2015-07-14
アムネスティ、欧州の取り組みで難民海難犠牲者急減
欧州各国が地中海で遭難した人びとの捜索と救助を強化した結果、地中海を渡る移民や難民の死者が劇的に減少した。
今年1月から4月までの4カ月、この緊急措置が取られる前、地中海を渡ろうとした6人に1人が命を落としていた。ところが、5月と6月は、各国による捜索・救助活動の強化で、427人に1人という割合にまで減少した。
アフリカ海岸から欧州南部への避難民の数が、急増しているにもかかわらずだ。年初4カ月間で2万8千人弱だったのに対し、5月、6月のわずか2カ月で4万2千人以上と、3倍のペースで増えている。
必要とされている捜索救助を強化すれば人命は救える。今回の結果は、そのことを如実に物語っている。逆に、規模を少しでも縮小すれば、犠牲者は増えるだろう。地中海を渡る人の数がピークを迎える夏を間近に控え、欧州各国は海上での悲劇をこれ以上増やさないという公約を守るべきだ。

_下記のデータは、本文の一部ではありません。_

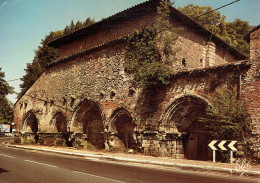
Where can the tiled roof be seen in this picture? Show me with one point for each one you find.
(128, 13)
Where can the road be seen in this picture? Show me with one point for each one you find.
(21, 166)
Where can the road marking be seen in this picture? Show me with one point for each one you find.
(93, 159)
(6, 156)
(221, 145)
(41, 163)
(98, 176)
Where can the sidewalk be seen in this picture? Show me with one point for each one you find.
(242, 168)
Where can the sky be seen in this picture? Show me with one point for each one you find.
(23, 23)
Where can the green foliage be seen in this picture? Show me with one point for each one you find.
(46, 55)
(150, 53)
(6, 108)
(228, 119)
(231, 32)
(73, 27)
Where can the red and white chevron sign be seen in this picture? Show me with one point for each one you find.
(224, 145)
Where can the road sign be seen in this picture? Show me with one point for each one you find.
(223, 145)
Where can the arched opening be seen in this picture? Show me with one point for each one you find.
(30, 123)
(89, 120)
(60, 123)
(123, 127)
(183, 117)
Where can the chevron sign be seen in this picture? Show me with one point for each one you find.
(224, 145)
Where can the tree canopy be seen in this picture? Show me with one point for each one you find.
(150, 53)
(231, 32)
(46, 55)
(6, 108)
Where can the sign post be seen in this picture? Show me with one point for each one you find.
(224, 146)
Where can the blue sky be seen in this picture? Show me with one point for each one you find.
(23, 23)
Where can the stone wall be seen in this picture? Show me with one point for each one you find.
(86, 100)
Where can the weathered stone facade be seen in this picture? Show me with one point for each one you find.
(86, 97)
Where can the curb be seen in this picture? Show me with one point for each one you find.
(177, 165)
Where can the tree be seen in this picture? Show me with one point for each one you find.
(231, 32)
(6, 109)
(149, 53)
(46, 55)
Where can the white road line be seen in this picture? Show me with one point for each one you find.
(99, 177)
(41, 163)
(6, 156)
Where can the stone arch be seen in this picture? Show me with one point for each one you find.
(182, 117)
(59, 123)
(122, 126)
(88, 118)
(30, 123)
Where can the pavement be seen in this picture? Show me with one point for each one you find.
(243, 168)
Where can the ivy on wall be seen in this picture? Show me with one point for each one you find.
(150, 53)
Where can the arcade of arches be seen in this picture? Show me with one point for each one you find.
(182, 135)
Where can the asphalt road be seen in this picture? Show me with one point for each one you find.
(21, 166)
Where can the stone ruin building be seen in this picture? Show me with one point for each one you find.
(87, 99)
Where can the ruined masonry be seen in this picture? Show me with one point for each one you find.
(86, 99)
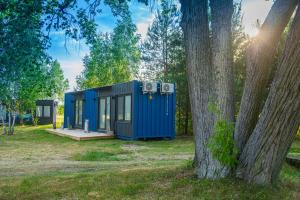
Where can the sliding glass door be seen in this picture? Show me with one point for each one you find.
(78, 113)
(104, 113)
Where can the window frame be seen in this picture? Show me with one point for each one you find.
(99, 109)
(44, 111)
(41, 111)
(124, 99)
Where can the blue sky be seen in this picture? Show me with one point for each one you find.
(71, 59)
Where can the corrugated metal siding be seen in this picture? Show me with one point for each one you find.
(90, 109)
(69, 110)
(124, 129)
(150, 118)
(155, 117)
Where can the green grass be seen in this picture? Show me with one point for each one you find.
(38, 165)
(96, 156)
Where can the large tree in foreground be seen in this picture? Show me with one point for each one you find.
(263, 154)
(260, 57)
(201, 79)
(265, 151)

昨年末、イタリアの海洋救出作戦が終了した後、死亡者数が急増した。年初からの4カ月はEU各国の支援がなく、1,721人が地中海上で落命した。4月にはわずか1週間で、死者・行方不明者数が1,200人以上にのぼったこともあった。
EU首脳は、4月23日の緊急首脳会議で、EU国境管理局が指揮する作戦への拠出を3倍にすること、および地中海のパトロールへの海軍支援の増加を決定した。それ以降の犠牲者数は、99人に留まっている。